Why I’m aiming for a good enough holiday…
By Lorien Van Ness
I love the holidays: special foods, special friends, special projects. I love making the magic happen for my family, but I have a love-hate relationship with all the expectation. On the one hand the anticipation of the holidays is fun, we dream, and plan, and hope, and I love it. My kids love it. Anticipation is a lovely part of our tradition, however, the other side of that is expectation.
Expectations can leave me sprinting towards perfection, and to be honest while my kids have expectations it really isn’t theirs that drive me and my perfectionist tendencies- it’s mine, and my husbands, and the grandparents, and the aunts and uncles. Everybody has expectations about how the holiday will play out, and if I am not careful, meeting all those expectations can become the goal.
What I want is connection, not perfection!
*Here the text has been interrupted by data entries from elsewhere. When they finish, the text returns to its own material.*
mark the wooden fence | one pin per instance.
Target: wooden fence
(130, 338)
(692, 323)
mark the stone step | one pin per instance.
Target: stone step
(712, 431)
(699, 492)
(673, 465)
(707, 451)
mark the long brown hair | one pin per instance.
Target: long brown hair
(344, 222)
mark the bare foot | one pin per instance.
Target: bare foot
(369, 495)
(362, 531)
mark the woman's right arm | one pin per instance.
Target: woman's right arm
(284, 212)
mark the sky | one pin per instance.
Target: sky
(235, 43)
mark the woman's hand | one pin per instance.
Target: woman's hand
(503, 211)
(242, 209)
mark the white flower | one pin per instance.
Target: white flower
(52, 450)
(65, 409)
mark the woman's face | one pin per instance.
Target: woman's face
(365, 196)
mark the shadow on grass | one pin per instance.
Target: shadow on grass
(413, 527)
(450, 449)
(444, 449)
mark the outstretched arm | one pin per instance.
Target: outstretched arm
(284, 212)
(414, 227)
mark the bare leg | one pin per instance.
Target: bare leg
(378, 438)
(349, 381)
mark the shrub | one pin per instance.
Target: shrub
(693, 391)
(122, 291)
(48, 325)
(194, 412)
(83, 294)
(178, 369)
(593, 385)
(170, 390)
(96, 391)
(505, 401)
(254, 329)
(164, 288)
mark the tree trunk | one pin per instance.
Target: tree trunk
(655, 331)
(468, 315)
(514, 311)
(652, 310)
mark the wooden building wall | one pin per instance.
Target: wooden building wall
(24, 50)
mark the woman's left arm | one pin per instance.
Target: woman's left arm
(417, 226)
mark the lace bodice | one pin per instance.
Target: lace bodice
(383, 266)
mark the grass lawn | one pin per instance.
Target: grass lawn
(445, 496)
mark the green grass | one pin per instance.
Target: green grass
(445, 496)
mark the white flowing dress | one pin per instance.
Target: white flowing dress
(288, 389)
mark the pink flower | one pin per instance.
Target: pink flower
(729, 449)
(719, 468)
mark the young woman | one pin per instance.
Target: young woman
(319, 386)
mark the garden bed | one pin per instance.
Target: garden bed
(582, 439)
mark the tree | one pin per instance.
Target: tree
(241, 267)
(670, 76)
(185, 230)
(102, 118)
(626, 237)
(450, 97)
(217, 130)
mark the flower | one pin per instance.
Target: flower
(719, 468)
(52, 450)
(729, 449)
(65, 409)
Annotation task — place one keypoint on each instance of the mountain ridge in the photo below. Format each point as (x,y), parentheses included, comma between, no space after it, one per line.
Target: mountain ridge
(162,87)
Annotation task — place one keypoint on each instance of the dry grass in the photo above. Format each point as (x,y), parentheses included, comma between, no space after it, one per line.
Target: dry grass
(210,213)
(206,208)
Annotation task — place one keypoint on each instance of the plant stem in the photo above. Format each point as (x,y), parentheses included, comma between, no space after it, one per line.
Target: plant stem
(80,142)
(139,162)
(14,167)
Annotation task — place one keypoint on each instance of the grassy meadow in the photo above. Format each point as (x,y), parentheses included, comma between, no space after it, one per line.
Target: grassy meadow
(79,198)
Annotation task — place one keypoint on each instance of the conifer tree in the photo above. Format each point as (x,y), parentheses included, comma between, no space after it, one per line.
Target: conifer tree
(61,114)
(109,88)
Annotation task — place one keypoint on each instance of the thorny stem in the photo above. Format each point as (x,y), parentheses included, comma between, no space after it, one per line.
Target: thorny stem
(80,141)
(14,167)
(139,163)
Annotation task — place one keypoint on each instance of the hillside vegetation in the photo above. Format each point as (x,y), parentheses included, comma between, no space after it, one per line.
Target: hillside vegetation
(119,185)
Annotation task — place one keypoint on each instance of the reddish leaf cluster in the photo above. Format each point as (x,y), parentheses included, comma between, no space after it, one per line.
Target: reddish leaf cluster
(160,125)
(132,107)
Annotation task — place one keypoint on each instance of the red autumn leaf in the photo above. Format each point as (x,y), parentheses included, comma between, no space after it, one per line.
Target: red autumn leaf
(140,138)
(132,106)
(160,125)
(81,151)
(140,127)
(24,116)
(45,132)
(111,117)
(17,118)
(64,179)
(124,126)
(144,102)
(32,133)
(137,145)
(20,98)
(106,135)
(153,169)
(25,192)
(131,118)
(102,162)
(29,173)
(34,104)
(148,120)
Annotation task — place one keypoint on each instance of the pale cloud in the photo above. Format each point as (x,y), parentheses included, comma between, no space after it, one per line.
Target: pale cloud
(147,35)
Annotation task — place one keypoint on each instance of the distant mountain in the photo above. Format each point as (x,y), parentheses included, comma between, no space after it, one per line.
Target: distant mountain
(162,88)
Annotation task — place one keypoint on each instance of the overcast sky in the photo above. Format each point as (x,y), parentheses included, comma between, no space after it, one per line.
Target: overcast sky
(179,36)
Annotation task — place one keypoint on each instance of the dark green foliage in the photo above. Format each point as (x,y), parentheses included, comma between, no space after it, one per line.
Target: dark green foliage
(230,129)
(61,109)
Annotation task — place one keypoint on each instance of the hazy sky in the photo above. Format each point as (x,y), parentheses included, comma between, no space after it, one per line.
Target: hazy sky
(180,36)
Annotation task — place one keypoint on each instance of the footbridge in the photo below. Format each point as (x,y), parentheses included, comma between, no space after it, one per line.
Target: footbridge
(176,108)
So this year, I let my family know we will NOT be having a perfect holiday.
There will be things left undone.
There will be ideas that don’t come to fruition.
There will be moments in which we achieve neither connection, nor perfection.
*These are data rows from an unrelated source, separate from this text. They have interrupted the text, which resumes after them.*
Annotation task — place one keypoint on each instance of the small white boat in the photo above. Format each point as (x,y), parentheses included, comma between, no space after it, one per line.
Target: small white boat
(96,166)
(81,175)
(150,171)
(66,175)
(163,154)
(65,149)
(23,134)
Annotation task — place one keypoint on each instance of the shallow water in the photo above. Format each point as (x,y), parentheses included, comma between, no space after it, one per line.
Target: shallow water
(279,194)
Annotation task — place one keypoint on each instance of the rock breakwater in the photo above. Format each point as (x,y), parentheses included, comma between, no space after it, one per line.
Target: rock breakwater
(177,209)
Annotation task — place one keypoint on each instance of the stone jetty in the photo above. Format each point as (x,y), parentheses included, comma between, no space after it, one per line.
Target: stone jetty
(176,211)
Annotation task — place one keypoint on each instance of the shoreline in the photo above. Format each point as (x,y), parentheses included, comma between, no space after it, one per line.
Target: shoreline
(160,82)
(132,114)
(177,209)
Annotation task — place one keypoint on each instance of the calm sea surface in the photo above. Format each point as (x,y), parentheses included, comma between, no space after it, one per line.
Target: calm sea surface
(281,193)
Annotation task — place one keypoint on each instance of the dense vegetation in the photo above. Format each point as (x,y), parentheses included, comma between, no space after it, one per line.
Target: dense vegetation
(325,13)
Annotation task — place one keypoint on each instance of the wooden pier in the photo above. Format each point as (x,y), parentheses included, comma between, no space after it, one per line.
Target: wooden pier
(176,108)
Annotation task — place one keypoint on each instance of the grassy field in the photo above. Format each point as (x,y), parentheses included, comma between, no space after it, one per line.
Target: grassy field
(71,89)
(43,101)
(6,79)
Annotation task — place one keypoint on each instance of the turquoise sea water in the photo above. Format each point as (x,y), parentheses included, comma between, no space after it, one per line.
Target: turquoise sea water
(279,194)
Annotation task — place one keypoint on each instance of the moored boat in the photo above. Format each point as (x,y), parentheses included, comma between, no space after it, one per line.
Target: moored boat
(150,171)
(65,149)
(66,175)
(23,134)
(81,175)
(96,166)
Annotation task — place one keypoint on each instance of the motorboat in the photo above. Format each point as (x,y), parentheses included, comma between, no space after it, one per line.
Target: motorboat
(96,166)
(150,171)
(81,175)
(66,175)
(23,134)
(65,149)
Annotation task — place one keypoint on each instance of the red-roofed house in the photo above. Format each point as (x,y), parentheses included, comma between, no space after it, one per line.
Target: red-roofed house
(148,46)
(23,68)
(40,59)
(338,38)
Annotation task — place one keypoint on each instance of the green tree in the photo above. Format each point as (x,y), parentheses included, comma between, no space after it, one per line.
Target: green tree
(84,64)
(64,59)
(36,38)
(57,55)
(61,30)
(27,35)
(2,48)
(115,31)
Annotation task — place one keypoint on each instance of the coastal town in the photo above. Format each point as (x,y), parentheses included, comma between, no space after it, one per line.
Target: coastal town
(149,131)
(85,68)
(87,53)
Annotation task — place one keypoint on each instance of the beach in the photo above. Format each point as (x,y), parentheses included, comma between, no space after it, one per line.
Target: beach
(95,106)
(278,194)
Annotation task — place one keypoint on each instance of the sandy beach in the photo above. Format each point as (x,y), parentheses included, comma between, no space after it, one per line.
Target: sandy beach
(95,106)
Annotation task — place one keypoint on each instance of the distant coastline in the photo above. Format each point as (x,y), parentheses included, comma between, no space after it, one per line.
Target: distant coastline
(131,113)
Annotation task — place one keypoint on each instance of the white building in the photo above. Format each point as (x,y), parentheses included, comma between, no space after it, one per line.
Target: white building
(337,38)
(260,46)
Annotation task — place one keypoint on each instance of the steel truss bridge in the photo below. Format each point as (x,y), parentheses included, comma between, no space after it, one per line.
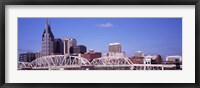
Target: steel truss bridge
(67,62)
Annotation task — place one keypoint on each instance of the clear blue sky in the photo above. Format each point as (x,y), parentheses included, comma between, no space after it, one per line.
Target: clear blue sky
(151,35)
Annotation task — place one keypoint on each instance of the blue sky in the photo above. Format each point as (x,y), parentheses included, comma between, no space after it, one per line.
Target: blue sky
(151,35)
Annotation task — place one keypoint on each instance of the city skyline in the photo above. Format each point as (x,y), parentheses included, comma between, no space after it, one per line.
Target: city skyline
(151,35)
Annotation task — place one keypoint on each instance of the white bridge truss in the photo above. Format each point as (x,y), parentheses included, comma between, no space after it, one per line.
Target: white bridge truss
(65,61)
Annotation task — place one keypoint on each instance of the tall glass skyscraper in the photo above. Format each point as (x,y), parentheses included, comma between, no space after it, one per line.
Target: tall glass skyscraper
(47,40)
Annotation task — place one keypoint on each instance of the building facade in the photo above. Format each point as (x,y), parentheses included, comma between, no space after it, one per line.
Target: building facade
(47,40)
(38,54)
(115,47)
(139,54)
(173,59)
(69,42)
(58,48)
(80,49)
(27,57)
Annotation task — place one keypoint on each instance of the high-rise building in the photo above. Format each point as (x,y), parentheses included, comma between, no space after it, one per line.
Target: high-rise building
(139,54)
(80,49)
(38,54)
(27,57)
(58,47)
(69,42)
(115,47)
(47,40)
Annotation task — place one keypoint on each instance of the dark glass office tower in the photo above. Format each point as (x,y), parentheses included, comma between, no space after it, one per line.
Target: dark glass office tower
(47,40)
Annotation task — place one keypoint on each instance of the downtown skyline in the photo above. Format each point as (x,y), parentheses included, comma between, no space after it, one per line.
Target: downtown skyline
(151,35)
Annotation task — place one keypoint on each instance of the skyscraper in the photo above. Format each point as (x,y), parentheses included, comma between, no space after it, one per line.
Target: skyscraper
(69,42)
(58,46)
(80,49)
(139,54)
(115,47)
(47,40)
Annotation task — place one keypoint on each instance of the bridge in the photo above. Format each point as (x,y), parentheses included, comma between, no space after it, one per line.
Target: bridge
(67,62)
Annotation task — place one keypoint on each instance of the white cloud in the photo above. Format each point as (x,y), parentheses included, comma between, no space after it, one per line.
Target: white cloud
(108,24)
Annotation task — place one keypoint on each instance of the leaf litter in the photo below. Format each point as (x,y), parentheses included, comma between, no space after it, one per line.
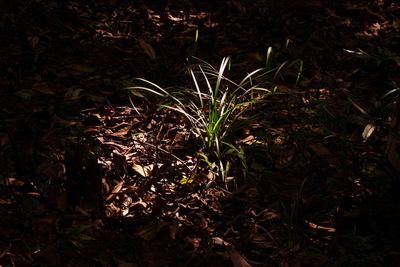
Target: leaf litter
(316,192)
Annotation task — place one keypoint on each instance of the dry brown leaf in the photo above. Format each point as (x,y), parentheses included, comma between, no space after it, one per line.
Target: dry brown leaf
(237,259)
(148,49)
(145,171)
(115,190)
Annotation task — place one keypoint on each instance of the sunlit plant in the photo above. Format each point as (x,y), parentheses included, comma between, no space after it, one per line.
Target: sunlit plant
(214,107)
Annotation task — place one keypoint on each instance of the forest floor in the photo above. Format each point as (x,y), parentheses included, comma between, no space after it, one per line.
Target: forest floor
(94,175)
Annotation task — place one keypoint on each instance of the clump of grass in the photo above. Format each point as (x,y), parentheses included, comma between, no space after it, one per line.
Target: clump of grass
(214,106)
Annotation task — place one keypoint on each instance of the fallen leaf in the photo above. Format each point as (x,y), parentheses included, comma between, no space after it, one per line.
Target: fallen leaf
(368,130)
(320,149)
(115,190)
(148,49)
(237,259)
(145,171)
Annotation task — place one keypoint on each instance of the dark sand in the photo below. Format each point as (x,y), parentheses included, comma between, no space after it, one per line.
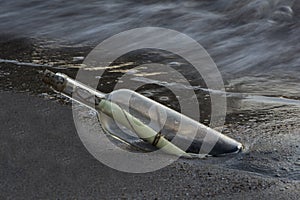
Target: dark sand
(43,158)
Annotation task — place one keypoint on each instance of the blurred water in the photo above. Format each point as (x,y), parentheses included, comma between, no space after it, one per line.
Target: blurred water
(250,36)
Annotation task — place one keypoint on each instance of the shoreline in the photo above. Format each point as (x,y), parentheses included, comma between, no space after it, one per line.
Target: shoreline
(43,157)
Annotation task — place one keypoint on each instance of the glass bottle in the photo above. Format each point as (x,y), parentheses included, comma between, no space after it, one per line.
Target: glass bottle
(127,112)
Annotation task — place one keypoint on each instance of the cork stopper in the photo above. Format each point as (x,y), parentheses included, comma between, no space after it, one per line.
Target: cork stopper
(56,81)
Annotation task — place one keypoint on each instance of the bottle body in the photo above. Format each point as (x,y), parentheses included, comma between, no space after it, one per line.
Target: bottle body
(184,132)
(126,113)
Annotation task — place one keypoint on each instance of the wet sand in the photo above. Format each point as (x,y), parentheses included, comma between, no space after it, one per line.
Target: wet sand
(43,157)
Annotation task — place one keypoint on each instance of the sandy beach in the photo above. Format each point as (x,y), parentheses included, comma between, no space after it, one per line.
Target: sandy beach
(42,157)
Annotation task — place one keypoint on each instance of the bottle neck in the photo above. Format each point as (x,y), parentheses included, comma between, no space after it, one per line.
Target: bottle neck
(73,89)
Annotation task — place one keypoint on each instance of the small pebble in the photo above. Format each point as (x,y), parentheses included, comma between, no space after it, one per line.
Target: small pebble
(297,163)
(79,58)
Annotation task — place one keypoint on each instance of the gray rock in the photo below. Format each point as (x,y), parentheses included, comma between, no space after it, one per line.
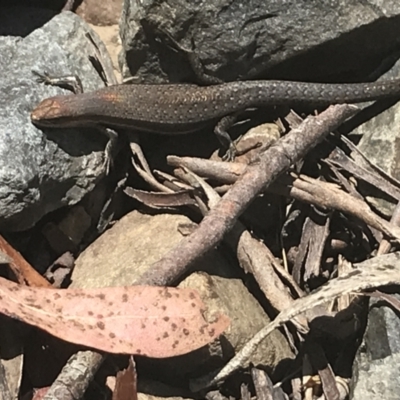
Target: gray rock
(380,144)
(376,369)
(41,172)
(247,39)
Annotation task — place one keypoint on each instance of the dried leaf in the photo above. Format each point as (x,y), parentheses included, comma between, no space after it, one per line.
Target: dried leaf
(146,320)
(126,383)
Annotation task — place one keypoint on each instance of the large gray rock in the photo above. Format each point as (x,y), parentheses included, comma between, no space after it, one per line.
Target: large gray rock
(376,369)
(43,171)
(256,38)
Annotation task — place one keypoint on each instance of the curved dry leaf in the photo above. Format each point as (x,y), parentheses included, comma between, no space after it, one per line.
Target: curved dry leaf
(146,320)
There will be people whose disappointment at not having their expectations met, will be noticeable.
And that’s OK! In fact, acknowledging it up font feels rather freeing.
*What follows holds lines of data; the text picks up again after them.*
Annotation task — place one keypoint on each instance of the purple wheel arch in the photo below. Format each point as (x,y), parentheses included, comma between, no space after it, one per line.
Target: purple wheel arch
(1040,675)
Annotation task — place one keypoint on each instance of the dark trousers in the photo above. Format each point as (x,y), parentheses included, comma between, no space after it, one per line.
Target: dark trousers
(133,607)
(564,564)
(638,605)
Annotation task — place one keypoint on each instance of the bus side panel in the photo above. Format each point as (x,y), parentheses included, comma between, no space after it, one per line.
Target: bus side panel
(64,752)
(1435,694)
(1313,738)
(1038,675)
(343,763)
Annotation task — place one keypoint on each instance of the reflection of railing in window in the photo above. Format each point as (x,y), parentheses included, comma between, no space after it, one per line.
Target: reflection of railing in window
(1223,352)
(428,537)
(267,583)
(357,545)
I want to plan for it, and accept it as part of our holiday rather than see it as a hindrance, focusing on and enjoying what is rather than what was expected.
I’ve spoken with the other adults who will be participating in our holiday festivities and told them I don’t want or expect a perfect holiday. I know that, even though everyone’s expectations are never fully fulfilled, we can (and do) have lovely holidays. I want to aim for a good enough holiday and enjoy ourselves.
It’s so easy to get caught up in striving towards a perfect holiday; one of the ways I’m letting go of that is by changing the way we talk about our holiday plans. I am emphasizing flexibility with phrases like – “let’s play it by ear”, “one possibility is…”, “the tentative plan is…”, “let’s leave room for flexibility”.
I am also talking with everyone (kids and adults a like) about permission to take a break from all the holiday busyness. It can be a lot, and there is nothing wrong with needing a break, but sometimes it can difficult to communicate that need. So we came up with a code “I just don’t want my cookies to burn.” as a fun, lighthearted way to let people know when they, or someone else, is in need of a break.
Our company doesn’t arrive for another week but we are setting the stage now for permission not to meet every expectation and to focus on connection over perfection.
Wishing you joy and happiness in a good enough holiday!